The reason for this is that copper, contrary to aluminium, diffuses very quickly in silicon and silicon dioxide.
Of course there are reasons why you might prefer copper over aluminium as an interconnect. So a process has been developed to make this possible and safe. The process is called Damascene and the article is about significant improvements there.
And "Damascene" is a reference to pattern welding (often called "Damascus" even though it's not the same thing as historical Damascus steel), where different metals are forge welded together to make laminated patterns:
https://en.wikipedia.org/wiki/Pattern_welding
Here the copper is coated with a very thin barrier layer of rhodium, so there's also a laminated pattern of different metals.
Awesome context, thank you!
According to this interview, TSMC was the first to deploy copper interconnects in a production process.

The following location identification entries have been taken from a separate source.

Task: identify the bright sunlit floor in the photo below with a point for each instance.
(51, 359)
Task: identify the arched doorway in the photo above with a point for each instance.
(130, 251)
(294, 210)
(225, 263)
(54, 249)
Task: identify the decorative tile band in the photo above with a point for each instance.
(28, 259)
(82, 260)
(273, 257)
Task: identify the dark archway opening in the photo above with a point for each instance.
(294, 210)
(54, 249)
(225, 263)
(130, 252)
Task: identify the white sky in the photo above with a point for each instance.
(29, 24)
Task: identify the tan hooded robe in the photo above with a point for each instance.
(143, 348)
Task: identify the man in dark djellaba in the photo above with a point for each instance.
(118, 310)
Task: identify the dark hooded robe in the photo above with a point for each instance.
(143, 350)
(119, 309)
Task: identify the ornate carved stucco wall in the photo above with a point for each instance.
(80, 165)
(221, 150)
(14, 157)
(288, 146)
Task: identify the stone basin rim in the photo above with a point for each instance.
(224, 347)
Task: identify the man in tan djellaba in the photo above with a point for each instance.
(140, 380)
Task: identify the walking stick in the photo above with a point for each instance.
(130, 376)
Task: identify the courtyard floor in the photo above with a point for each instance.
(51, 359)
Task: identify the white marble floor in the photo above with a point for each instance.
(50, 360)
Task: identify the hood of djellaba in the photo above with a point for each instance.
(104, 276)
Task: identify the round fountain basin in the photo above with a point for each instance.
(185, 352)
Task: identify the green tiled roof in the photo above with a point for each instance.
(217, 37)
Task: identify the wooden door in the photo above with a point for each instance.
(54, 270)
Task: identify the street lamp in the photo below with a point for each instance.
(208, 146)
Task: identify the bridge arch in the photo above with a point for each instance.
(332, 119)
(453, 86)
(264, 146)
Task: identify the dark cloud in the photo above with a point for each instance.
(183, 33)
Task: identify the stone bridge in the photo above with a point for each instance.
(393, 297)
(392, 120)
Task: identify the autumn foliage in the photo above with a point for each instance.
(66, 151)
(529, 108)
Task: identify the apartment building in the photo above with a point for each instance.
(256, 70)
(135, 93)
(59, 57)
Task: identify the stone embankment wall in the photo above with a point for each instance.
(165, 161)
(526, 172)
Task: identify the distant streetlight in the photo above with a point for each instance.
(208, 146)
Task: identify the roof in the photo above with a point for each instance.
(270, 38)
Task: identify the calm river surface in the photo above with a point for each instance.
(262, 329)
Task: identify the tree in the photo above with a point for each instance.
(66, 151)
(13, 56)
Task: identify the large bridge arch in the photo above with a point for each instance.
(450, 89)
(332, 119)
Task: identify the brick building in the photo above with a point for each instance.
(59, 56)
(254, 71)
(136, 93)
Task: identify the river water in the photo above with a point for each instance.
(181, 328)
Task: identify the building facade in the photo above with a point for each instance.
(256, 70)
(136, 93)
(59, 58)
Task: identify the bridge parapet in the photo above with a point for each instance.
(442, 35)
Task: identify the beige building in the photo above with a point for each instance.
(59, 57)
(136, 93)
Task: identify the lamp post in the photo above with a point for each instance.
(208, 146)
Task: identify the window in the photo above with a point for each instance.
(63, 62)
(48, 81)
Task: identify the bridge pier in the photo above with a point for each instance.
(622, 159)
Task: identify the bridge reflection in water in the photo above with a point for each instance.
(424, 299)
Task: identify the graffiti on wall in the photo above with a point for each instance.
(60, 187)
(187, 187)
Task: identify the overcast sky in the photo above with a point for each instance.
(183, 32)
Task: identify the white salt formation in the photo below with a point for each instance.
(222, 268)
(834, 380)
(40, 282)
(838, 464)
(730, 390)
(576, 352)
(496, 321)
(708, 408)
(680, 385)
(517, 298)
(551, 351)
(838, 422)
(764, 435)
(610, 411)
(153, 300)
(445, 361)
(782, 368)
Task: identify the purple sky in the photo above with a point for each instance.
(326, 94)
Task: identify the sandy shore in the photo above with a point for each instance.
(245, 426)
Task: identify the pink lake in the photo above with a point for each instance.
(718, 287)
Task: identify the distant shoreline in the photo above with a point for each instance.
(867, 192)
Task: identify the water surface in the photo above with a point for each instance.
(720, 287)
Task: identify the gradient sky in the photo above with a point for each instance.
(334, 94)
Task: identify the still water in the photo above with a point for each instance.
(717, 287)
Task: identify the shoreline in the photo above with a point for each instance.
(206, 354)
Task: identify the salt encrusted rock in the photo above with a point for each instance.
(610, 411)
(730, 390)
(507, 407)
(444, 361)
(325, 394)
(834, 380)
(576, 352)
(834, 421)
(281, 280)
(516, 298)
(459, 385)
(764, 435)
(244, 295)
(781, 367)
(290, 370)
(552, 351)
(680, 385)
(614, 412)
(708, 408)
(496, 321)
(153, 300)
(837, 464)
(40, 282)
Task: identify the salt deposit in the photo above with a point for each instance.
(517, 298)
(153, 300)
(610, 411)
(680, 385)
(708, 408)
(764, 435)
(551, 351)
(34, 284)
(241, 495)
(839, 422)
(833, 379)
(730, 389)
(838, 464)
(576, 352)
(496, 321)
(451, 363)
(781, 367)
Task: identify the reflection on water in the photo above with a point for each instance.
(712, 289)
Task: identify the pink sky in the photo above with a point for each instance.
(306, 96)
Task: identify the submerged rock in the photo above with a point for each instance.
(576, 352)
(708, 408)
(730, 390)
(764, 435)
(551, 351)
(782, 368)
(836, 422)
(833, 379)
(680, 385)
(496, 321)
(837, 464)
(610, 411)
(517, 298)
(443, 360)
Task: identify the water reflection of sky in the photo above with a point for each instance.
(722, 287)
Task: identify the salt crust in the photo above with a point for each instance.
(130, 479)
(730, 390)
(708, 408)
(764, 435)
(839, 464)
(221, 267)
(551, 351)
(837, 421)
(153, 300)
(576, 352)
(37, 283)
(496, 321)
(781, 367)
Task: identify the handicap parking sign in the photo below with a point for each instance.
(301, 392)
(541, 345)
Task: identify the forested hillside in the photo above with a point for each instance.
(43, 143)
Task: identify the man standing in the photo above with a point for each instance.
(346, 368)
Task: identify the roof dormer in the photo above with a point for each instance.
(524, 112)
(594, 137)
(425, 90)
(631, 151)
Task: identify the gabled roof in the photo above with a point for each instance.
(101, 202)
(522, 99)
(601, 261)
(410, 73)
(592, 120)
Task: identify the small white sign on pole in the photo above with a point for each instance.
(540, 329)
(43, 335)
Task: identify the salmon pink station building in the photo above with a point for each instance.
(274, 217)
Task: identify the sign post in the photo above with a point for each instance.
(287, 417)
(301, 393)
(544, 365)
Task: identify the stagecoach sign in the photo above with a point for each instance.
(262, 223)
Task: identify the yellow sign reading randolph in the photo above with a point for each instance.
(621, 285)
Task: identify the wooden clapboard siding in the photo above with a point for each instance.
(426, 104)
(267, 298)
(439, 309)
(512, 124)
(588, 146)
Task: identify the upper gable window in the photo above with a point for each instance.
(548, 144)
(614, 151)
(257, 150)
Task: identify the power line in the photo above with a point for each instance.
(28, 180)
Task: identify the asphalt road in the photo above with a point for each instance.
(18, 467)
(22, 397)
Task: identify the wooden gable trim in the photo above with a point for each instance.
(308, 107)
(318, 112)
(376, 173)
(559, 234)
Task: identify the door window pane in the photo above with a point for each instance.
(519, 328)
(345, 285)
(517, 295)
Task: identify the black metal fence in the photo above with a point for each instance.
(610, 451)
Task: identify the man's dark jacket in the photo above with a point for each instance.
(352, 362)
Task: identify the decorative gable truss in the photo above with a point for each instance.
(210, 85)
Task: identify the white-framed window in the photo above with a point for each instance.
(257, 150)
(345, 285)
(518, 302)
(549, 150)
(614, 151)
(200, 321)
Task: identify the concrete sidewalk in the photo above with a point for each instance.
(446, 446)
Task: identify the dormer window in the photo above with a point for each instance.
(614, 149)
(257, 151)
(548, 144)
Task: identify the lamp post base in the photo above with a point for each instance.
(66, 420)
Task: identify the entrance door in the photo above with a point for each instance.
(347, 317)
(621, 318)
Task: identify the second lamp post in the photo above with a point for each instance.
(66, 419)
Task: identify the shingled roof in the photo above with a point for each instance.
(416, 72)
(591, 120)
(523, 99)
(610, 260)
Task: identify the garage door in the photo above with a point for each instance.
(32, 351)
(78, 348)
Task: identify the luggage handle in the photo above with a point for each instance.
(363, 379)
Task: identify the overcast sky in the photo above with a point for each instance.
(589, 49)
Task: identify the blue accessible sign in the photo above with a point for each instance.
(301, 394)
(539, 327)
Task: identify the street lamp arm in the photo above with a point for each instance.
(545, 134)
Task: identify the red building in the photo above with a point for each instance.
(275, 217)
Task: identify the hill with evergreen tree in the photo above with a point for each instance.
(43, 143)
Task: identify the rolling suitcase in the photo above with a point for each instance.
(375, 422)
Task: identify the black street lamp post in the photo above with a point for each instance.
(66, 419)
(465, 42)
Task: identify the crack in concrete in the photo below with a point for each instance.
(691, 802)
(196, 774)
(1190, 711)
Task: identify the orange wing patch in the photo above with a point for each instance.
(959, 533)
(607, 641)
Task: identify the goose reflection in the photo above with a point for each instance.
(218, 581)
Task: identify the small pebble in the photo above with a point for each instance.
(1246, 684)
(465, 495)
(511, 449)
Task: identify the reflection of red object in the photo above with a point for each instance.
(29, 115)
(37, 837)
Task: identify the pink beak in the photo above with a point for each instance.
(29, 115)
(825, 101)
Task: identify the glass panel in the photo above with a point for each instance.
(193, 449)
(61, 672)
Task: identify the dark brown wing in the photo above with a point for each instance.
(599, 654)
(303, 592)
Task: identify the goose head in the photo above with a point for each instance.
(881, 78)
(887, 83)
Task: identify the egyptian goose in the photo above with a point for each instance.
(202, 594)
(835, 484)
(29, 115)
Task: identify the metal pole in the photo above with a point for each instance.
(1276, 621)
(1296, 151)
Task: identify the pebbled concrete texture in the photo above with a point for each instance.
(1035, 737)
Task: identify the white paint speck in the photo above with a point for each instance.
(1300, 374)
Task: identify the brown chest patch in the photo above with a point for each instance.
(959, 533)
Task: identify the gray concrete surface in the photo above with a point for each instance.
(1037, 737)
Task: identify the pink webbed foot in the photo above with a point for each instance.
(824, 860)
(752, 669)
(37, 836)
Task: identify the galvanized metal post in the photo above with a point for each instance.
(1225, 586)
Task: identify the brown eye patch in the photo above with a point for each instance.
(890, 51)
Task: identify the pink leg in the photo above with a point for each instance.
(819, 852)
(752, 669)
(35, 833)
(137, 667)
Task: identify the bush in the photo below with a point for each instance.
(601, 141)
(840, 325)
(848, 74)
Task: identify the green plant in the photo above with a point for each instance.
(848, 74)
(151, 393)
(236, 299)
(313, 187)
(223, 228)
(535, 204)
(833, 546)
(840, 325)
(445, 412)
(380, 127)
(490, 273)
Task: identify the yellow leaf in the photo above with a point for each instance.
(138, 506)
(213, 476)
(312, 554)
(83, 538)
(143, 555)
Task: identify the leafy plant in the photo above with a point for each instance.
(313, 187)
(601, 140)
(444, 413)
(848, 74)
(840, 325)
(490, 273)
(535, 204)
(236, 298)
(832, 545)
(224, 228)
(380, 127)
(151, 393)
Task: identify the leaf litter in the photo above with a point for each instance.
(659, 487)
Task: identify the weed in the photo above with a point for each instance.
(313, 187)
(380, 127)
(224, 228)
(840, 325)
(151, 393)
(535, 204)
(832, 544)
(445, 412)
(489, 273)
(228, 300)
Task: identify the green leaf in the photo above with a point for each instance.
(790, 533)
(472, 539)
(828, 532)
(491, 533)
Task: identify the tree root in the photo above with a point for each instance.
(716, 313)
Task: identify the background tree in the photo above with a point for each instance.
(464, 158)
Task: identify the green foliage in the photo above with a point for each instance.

"...So, when we went to .13u, .13u the people began to change from aluminum to copper. And IBM was the leader for the copper metal. They had the longest history of developing copper technology. They worked for more than ten years on copper. TSMC didn't have any experience in copper at all. So, when we decided we need to adopt copper, okay. So, the copper is one story and low-k material is another one. IBM decided kind of low-k material is a spin-on material called SILK. IBM had a Research Consortium that IBM-- Samsung joined them, I think, ST Micro joined them. Several companies joined the Consortium.
"And UMC joined them. But we didn't join them. They all used that spin-on low-K material. But we decided to use CVD - instead of flourine-doped it's a carbon-doped made by Applied Materials. They're called Black Diamond. So, we choose Black Diamond. The reason we chose Black Diamond was very simple, because I suffer at .18 with a spin-on. I wouldn't touch spin-on again. <laughter> But they didn't go through that. So, we were very, very lucky. TSMC became the first company in the world which was able to ship a manufacturing wafers with the copper and low-k, because IBM failed..."
".13u was actually the very important node for TSMC. Because we became the first one in the world to deliver manufacturing wafer of copper and low-K."